Судя по данному инциденту, в медицинских частях имели место конфликты на гендерной почве. Захарова, будучи свидетельницей того, как гордую молодую женщину и гражданских забрали по обвинению в шпионаже, заметила, что, хотя и не одобряет ее действий, но может понять логику, в силу которой человек шпионит в пользу своей страны. После чего подверглась насмешкам за «женский ум» [Захарова 1915: 59]. Секс также был причиной постоянной обеспокоенности. Терстан сочла необходимым отметить для своих английских читателей, что звание «сестра милосердия» не значит, что сестры обязаны принять монашество, и опасения относительно сексуальных отношений повсеместно были распространены среди ответственных лиц медицинских частей. Один главный хирург, сорокалетняя женщина, довольно «грубо муштровала своих медсестер, если подозревала зарождающийся роман», и осуждала и «половой инстинкт», и «женские слабости» [Alexinsky 1916:10]. Нет нужды говорить, что сексуальные отношения в среде медицинских работников не всегда завязывались по инициативе женщин. И не все имели законный характер. В 1916 году, когда линия фронта придвинулась к воротам Риги, несколько городских девушек-подростков пришли учиться на медсестер в полевые медицинские части. Александр Кашинский, медбрат 2-го лазарета 109-й пехотной дивизии, воспользовался ситуацией, чтобы совершить сексуальное посягательство на нескольких из них, покупая их молчание сладостями и деньгами[291]
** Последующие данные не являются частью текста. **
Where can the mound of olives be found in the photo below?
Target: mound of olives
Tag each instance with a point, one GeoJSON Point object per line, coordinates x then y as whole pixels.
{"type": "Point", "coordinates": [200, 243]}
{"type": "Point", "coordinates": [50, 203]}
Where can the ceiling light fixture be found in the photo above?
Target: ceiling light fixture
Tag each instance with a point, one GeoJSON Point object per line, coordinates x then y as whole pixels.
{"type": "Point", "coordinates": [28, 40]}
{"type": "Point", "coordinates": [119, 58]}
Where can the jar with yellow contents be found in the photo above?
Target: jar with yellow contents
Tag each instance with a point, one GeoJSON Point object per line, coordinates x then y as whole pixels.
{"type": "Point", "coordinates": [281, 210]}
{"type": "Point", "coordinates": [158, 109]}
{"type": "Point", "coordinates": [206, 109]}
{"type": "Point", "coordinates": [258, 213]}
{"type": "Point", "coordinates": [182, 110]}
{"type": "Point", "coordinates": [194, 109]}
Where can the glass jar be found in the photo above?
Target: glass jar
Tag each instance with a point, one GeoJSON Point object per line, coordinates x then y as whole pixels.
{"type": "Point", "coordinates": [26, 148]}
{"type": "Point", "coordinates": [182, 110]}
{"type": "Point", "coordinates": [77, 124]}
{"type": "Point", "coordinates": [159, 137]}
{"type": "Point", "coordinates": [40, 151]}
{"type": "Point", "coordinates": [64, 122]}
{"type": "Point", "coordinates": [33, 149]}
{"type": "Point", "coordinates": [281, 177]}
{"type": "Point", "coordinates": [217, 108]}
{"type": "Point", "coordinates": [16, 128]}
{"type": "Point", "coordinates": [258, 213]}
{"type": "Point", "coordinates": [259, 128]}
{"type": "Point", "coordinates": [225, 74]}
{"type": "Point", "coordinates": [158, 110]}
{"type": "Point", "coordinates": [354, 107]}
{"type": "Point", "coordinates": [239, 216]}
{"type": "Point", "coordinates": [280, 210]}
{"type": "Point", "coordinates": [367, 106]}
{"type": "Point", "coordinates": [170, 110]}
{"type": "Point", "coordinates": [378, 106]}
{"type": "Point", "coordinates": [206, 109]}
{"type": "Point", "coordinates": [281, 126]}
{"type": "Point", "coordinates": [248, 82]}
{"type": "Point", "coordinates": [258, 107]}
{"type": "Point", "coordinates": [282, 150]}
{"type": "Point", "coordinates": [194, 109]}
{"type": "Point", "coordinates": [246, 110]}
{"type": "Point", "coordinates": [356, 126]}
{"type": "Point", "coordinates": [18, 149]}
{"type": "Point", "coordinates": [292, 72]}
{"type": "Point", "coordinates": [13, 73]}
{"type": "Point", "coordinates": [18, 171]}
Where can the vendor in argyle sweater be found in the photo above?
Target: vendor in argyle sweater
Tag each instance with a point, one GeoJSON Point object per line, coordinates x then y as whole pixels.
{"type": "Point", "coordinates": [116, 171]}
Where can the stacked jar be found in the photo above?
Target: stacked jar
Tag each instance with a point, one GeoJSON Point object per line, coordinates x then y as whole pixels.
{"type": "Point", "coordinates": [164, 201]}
.В источниках, свидетельствующих о взаимоотношениях между солдатами и медсестрами, расхождений меньше. Почти во всех говорится о преклонении солдат перед женщинами, которые заботились о них. Многие из них, подобно Ивановой, получали письма от людей, которых лечили. Кто-то пытался пойти дальше. Десятилетия спустя М. Н. Герасимов вспоминал, как предлагал ухаживавшей за ним медсестре стать его женой [292]
. Неудивительно, что образ сестер милосердия вскоре занял видное место в визуальной военной пропаганде [Jahn 1995:42]. Несмотря на пошлые истории о сексуальных похождениях, медсестры являлись ключевыми фигурами пантеона героев войны. Желание же многих женщин играть на полях сражений роль солдат-бойцов являлось, как мы увидим в главе 6, более неоднозначным. Хотя отдельные примеры женщин-солдат встречались еще до Февральской революции, самые существенные подвижки в этой области произошли летом 1917 года. Эти позднейшие изменения основаны на весьма существенном факте. Неважно, насколько фронт во время войны был «мужским» в гендерном смысле, женщины вносили свой вклад в дело войны, страдали от лишений, болезней и бомбежек и оказывали помощь бойцам, вверенным их попечению.Ситуация с медиками-мужчинами была более сложной. Несмотря на то что мужчины работали в сфере военной медицины в качестве санитаров, медбратьев и врачей на протяжении всей истории русской армии, по мнению большинства, мужчинам следовало воевать на поле боя. Герасимов высказал мнение многих, признав, что, хотя армия «не справилась бы» без медицинских работников Земгора, немало служивших там мужчин были просто «желающими погреть руки» призывниками-уклонистами. Герасимов использовал насмешливый неологизм военного времени – «земгусар» (от «земство» и «гусар»), чтобы описать здоровых мужчин, прогуливающихся по тыловой зоне в новой с иголочки форме в полной безопасности [Герасимов 1965:72-74]. Точно так же мужественность мужчин-медиков ставилась под сомнение солдатами и другими представителями общественности во время войны.